Saya rasa itu kalimat yang pas. Tidak lebih, tidak kurang.
Saat ini saya merasa mulai menua secara fisik. Indikator yang saya rujuk antara lain, tulang-tulang yang mulai 'berderak' saat tubuh digerakkan. Juga penglihatan dan stamina yang jauh menurun. Presbyopi di atas plus 2 untuk membantu melihat deretan huruf-huruf, saya rasa bukti otentik yang tak bisa dimanipulasi, tentu selain dengan lensa kacamata. Tak ketinggalan, 'dia' yang rajin mendatangiku setahun terakhir ini, yang mengajariku bertahan dan makin bersyukur.
Banyak pelajaran 'menua' dan 'tua' yang kuserap dari sekitarku. Ada begitu banyak orang yang matang dan dewasa, selain usia yang bertambah dan menjadi tua secara alami. Tapi juga sangat banyak yang tidak yakin memilih menjadi dewasa. Bahkan perilaku serta ucapan-ucapan lisan dan tulisan yang sungguh mencerminkan kesenjangan signifikan dengan tua alamiah pada usia tubuhnya.

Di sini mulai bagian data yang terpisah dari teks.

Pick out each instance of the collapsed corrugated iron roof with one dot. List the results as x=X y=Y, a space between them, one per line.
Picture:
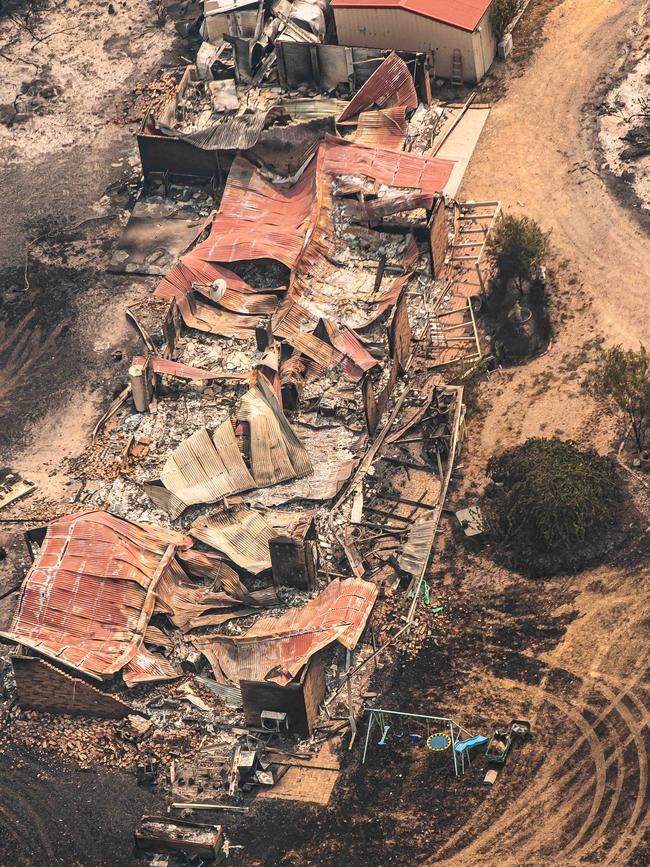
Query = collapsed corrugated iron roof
x=298 y=222
x=276 y=648
x=391 y=84
x=232 y=132
x=204 y=468
x=376 y=114
x=243 y=534
x=87 y=599
x=190 y=606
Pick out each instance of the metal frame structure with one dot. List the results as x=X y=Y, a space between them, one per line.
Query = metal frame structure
x=377 y=714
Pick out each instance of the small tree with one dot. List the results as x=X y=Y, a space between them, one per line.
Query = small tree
x=551 y=504
x=517 y=247
x=503 y=12
x=623 y=375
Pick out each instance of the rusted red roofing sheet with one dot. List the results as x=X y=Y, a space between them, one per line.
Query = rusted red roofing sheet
x=391 y=84
x=185 y=371
x=385 y=129
x=90 y=593
x=294 y=224
x=396 y=169
x=276 y=648
x=464 y=14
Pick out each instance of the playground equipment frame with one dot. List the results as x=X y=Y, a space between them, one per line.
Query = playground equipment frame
x=376 y=715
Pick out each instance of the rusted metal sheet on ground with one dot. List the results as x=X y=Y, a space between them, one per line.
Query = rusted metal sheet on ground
x=438 y=237
x=148 y=667
x=242 y=534
x=91 y=591
x=190 y=605
x=386 y=129
x=399 y=334
x=276 y=648
x=204 y=468
x=391 y=84
x=293 y=224
x=276 y=453
x=370 y=408
x=332 y=451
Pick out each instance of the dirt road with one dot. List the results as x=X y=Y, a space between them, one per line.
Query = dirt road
x=68 y=73
x=529 y=156
x=586 y=795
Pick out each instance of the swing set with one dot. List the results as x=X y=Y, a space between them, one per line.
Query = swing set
x=442 y=733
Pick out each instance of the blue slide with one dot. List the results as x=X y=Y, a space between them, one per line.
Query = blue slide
x=476 y=741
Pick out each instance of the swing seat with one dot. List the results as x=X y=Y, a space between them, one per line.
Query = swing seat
x=382 y=742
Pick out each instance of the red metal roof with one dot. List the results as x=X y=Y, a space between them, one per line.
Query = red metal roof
x=464 y=14
x=390 y=85
x=276 y=648
x=90 y=593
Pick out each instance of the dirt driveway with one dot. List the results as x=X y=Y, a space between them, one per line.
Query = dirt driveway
x=585 y=800
x=532 y=146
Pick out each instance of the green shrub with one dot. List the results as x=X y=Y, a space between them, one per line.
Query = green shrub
x=623 y=375
x=550 y=505
x=517 y=248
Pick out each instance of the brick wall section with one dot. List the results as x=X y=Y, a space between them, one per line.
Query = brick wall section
x=44 y=687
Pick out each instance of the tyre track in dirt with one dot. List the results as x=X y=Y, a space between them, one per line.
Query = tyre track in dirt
x=547 y=769
x=537 y=136
x=629 y=834
x=515 y=826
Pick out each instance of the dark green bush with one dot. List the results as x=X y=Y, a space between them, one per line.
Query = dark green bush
x=550 y=505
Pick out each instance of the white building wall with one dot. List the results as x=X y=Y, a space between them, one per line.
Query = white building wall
x=406 y=31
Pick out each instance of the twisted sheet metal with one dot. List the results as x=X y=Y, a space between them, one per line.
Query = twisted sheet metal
x=148 y=667
x=276 y=453
x=295 y=224
x=188 y=605
x=276 y=648
x=386 y=129
x=391 y=84
x=87 y=599
x=204 y=469
x=241 y=534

Saya berusaha belajar dari mereka yang merenta bersahaja dalam kerendahan hati, tulus, membangun generasi. Mereka yang tidak lagi mengukur sukses melalui hidupnya, melainkan sukses orang lain dalam ukiran tangannya. Mereka yang tak penting diri sendiri, yang tak hirau salah dan khilaf orang lain. Tentu saja mereka juga yang maju bagi orang lain, bukannya maju dari orang lain.
Mereka ini tidak sama. Ada yang benar-benar tua dalam usia dan matang sebagai pribadi. Ada pula yang memiliki pribadi matang dan konsisten, walaupun usianya relatif belum renta.
Betapa penting dan berharganya mereka. Kehidupan yang bergulir dalam penyerahan total tanpa diwarnai ambisi tahta, keserakahan harta dan kenikmatan buta. Dalam doa-doaku yang selalu berani, kuminta Gusti menuntunku menjadi dewasa seperti mereka. Proses yang berayun-ayun, indah dan luar biasa. Saya tahu, arahku benar, dikala segala sesuatu dalam tataran cosmic makro Maha Dahsyat. Sungguh-sungguh itu yang kumaksud, tak ingin hanya menjual namaNYA demi kepentingan rentannya manusia.
Dalam seluruh wawancara pemetaan dan pengembangan yang kulalui, sangat jarang menemukan sosok pemimpin yang dewasa mengembangkan orang lain. Ada banyak pemimpin dan calon pemimpin yang lebih suka berbicara 'aku' daripada 'timku'. Hingga keunggulan dan kebaikan orang lain menjadi ancaman. Hingga sangat sulit mengembangkan orang lain sesuai potensinya, tanpa batasan-batasan rasa takut terlampaui.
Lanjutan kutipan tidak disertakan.